On Air Now
Capital Breakfast With Roman Kemp 6am - 10am
1 August 2011, 12:04 | Updated: 30 March 2016, 13:50
The family of an experienced pilot whose plane crashed in Salford say he was 'passionate' about his interests.
59 year old Ian Daglish from Alderley Edge in Cheshire, suffered severe burns after his light aircraft plummeted to the ground between two semi-detached houses shortly after take-off and burst into flames.
He was taken to hospital for treatment but died.
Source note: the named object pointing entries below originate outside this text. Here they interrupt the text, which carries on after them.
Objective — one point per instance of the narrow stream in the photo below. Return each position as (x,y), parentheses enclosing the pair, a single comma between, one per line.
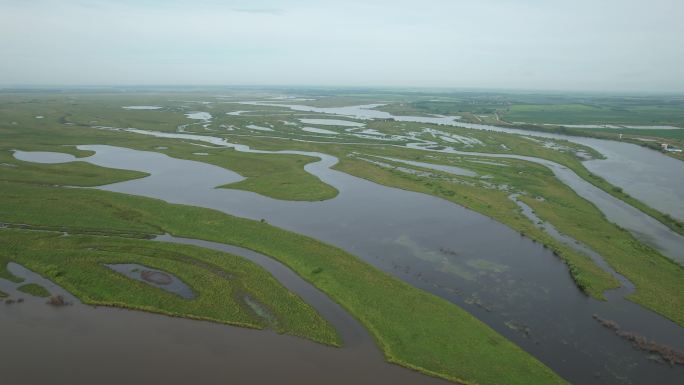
(507,281)
(76,344)
(631,167)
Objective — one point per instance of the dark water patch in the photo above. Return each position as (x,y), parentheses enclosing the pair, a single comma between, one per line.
(259,309)
(401,232)
(666,353)
(153,277)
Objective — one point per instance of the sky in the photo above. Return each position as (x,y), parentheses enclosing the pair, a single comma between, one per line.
(580,45)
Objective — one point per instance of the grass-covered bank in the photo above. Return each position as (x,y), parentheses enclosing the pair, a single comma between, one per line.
(220,281)
(658,279)
(34,289)
(414,328)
A 19-year-old man, who was a passenger in the plane, remains in a critical condition after suffering 60% burns.
Mr Daglish was a military historian and wrote a series of books about Second World War battles, such as Goodwood: The British Offensive In Normandy, July 1944. He described himself on his website as a 'battlefield mythbuster'.
The single-engine Piper PA38 Tomahawk aircraft left City Airport Manchester at 12.20pm on Friday, flying only a short distance before coming down and hitting the two homes in Newlands Avenue in Eccles, Salford.
Extensive structural damage was caused to one of the properties, but no-one apart from the occupants of the aircraft, operated by Ravenair Flying School, was injured.
In a statement, Mr Daglish's family said he was an experienced pilot of many years, adding:
'Ian was, first and foremost, a family man - an extremely proud father of two teenage daughters, Hazel and Fiona, and devoted husband of Joy to whom he had been married for 26 years. He has one brother, Andrew.
'Ian and Joy moved to Alderley Edge in 1988 and have since established themselves firmly in the village. Ian was an active member of the community and was particularly interested in the history and conservation of the area.'
A statement on the flying school's website said:
'It is with deep regret that we have been advised of the tragic loss of life of one of the persons involved in Friday's aircraft accident. We are co-operating fully with the AAIB investigation that is under way.'
A spokeswoman for City Airport said the Civil Aviation Authority and the Department of Transport's Air Accident Investigation Branch had been informed.